Ob dies Reliefbild statt des Siegels auch an der durch die Einfügung des Stiftungsbriefes erweiterten Ausfertigung des Schenkungsbriefes über Schmarl vom 2. Juni 1272 gehangen hat, bleibt ungewiß, da in dem Text keine Andeutung davon gegeben wird. Und da bisher weder das "Original" dieser Erweiterung, noch eine alte Abschrift sich hat auffinden lassen, ist es auch zur Zeit unmöglich zu ermitteln, ob dieses Transsumpt schon von dem Verfasser der Stiftungsurkunde herrührt, oder ob ein Anderer in seine Fußstapfen getreten ist.

 

Vignette

 

 


1) In der Kirche zu Doberan, welche die Begräbnißstätte des Rostockschen Fürstenhauses war und noch kurz zuvor die Leiche des Fürsten Waldemar aufgenommen hatte, fand Margarete, wie schon erwähnt ist, ihr Grab.
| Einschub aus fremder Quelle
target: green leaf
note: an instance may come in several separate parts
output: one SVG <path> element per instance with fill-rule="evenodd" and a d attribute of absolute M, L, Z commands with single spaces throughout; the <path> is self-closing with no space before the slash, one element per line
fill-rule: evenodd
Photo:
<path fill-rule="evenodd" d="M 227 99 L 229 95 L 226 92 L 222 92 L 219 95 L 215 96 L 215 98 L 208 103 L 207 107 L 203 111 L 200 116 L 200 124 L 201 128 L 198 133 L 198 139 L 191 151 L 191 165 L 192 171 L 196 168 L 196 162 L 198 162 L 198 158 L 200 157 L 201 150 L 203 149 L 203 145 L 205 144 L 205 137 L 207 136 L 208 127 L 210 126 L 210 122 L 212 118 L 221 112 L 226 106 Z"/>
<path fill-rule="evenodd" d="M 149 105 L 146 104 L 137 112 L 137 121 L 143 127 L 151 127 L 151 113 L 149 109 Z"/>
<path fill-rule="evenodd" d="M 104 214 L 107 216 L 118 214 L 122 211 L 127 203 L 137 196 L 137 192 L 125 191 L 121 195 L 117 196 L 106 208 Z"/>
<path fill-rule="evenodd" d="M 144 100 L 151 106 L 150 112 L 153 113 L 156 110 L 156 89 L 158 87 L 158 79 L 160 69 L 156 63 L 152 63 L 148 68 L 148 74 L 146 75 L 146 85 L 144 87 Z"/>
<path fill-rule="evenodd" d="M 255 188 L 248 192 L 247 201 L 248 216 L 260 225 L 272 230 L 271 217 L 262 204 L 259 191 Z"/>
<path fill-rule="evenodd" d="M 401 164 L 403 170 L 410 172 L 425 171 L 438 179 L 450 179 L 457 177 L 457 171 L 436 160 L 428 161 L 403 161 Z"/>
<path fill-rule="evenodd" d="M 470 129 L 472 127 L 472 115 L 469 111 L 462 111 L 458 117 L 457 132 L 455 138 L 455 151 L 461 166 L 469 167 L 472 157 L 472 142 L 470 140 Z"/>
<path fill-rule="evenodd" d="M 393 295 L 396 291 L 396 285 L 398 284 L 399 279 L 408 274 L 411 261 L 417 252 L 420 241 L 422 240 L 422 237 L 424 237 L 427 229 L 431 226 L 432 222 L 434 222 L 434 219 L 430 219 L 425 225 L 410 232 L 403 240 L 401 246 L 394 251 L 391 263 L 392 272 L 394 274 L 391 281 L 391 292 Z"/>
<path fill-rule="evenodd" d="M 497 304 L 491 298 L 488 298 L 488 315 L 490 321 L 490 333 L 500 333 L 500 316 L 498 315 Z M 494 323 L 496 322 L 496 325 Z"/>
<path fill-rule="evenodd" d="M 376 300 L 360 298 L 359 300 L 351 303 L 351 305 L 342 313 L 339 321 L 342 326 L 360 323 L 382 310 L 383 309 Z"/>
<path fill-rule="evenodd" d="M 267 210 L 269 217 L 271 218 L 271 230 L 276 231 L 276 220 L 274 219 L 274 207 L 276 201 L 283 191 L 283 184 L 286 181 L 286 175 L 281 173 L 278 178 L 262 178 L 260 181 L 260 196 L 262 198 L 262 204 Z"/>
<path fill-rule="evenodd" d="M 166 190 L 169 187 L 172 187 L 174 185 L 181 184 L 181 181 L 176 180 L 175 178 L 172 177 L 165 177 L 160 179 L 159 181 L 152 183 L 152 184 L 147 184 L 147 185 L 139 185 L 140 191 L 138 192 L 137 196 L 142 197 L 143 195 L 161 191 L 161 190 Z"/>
Auf demselben lag früher eine Statue der Königin aus Holz und dieselbe ist auch noch vorhanden. Der Geh. Archivrath Dr. Lisch, welcher diese Bildsäule neuerdings einer genauen Untersuchung unterzogen hat, findet den Kopf derselben mit jenem Wachsbilde "identisch", und glaubt aus dem Stil und hohen Alter schließen zu dürfen, daß sie alsbald nach dem Begräbniß der Königin angefertigt ist. Hiernach könnte also die Bildsäule nach demselben Vorbilde gearbeitet sein wie das Wachsbild.